Başlığına bakıp kızgın olduğumu sanmayın. Kavgayı da anlatmayacağım elbet.
Meydanlarda, alanlarda sık sık yaptığımız o simge hareketten bahsetmek istiyorum. Tek bir sembolün, toplumların hafızasında nasıl koca bir anlam taşıdığından söz etmek istiyorum.
Birleştirin parmaklarınızı...
Sıkın elinizi... Kaldırın göğe!
İşte o hareket, yalnızca bir jest değil; bir hafızadır.
Bu hareket, ilk bakışta öfke gibi görünse de,
aslında bambaşka bir anlam taşır.
Yumruk, haksızlığa karşı gelişti.
Sömürüye, eşitsizliğe, adaletsizliğe karşı doğdu.
İnsanı değersizleştiren sisteme, emeği yok sayan düzene,
susturulan seslere bir cevap oldu.
O, öfkenin değil; bilincin sembolüdür.
Birlikten doğan gücü hatırlatır.
Yalnızca meydanlarda değil; yazılarda, sokaklarda, evlerde,
düşüncelerde yaşar.
Çünkü yumruk, tek tek parmakların güçsüzlüğünü değil,
birleştiğinde ortaya çıkan ortak iradeyi anlatır.
Yani farklı fikirler, kimlikler ve emekler tek bir amaçta birleştiğinde,
gerçek bir etki yaratılır.
İşte o zaman yumruk, bir eylemden çok daha fazlasına dönüşür:
Bir dayanışma, bir umut, bir direniş hatırasına.
Ve bugün, tüm seslerin karıştığı, adaletin sesi kısıldığı
bu çağda, yumruk hâlâ aynı soruyu sorar:
Sen hangi haksızlığa karşı, kimin yanında duruyorsun?

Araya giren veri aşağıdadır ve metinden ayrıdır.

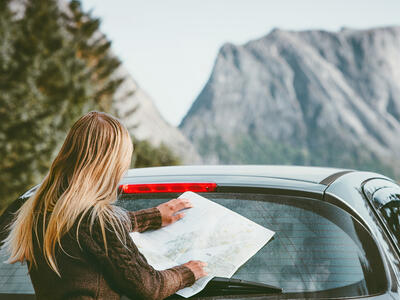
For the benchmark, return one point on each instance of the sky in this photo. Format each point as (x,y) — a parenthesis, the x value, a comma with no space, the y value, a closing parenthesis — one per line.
(169,46)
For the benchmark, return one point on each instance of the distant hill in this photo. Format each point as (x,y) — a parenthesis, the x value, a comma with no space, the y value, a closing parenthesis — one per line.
(308,98)
(139,113)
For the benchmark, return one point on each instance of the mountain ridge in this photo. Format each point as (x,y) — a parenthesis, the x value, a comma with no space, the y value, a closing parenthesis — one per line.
(295,96)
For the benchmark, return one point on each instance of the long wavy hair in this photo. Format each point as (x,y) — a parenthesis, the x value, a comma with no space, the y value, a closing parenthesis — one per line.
(85,174)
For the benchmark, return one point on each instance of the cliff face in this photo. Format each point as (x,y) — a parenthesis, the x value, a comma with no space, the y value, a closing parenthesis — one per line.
(310,97)
(144,121)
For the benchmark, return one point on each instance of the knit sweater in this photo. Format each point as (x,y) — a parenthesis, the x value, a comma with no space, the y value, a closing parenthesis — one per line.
(89,273)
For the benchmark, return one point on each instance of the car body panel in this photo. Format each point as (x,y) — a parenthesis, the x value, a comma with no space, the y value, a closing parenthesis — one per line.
(341,187)
(300,173)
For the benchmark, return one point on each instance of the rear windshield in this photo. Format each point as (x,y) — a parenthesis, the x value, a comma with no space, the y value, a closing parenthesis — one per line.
(317,247)
(318,250)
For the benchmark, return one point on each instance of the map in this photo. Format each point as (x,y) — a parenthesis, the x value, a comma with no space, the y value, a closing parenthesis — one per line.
(209,232)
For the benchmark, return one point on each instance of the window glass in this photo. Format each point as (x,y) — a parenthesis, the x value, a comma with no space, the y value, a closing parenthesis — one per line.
(385,196)
(317,246)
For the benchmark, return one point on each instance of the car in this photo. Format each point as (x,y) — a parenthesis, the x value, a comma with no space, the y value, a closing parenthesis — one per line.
(337,230)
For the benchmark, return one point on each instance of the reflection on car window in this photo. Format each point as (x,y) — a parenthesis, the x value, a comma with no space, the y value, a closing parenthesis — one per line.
(385,196)
(317,247)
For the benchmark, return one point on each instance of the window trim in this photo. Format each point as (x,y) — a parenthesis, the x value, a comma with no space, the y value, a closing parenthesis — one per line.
(377,213)
(271,191)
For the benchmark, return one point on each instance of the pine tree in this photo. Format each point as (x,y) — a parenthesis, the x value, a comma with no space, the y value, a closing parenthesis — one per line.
(54,67)
(53,71)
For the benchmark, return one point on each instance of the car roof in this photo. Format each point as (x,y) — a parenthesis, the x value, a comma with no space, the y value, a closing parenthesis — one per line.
(298,173)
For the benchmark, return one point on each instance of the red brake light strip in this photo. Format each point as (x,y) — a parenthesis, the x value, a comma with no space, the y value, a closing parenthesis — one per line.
(198,187)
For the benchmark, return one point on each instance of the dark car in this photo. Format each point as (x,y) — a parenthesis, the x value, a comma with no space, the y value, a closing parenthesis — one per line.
(337,231)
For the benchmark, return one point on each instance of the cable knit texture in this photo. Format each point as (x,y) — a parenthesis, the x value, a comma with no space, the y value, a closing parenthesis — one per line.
(91,273)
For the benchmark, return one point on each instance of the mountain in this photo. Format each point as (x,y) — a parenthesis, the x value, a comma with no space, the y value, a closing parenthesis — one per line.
(308,98)
(138,112)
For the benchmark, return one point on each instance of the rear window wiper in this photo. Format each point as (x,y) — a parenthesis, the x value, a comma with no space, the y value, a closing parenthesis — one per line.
(229,286)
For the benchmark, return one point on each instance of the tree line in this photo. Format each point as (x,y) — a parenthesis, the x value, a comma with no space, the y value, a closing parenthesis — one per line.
(55,65)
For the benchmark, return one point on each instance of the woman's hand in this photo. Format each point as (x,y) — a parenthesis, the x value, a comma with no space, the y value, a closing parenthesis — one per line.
(197,268)
(169,210)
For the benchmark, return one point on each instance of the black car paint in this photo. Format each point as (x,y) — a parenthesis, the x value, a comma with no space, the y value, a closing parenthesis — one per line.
(343,190)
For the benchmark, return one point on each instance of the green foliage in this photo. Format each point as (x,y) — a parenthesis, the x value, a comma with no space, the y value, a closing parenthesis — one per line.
(54,66)
(146,155)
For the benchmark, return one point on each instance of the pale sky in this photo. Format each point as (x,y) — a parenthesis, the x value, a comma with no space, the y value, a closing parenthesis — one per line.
(169,46)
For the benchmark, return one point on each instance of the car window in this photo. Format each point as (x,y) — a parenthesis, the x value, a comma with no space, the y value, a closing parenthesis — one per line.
(317,246)
(384,195)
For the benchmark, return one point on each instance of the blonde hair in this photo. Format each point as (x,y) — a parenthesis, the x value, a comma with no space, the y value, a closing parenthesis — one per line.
(85,174)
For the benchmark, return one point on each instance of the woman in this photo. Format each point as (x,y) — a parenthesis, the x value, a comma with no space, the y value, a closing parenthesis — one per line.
(75,241)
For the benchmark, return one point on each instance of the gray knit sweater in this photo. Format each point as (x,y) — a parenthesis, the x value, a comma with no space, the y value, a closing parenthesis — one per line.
(89,273)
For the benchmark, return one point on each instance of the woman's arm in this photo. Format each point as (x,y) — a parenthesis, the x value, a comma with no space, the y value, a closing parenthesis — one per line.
(145,219)
(127,270)
(156,217)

Artık parmaklarını birleştirip yumruğunu sıktığında,
ne demek istediğini biliyorsun.
Çünkü yaptığın şeyi bilerek yaparsan,
o artık bir refleks değil, bir duruştur.
“The raised fist is not to strike, but to rise.”
(Yumruk, vurmak için değil; yükselmek içindir.)
1930’lardan itibaren sosyal hareketlerin evrensel sloganlarından biri







































Bir elin nesi var, yumruğun sesi var.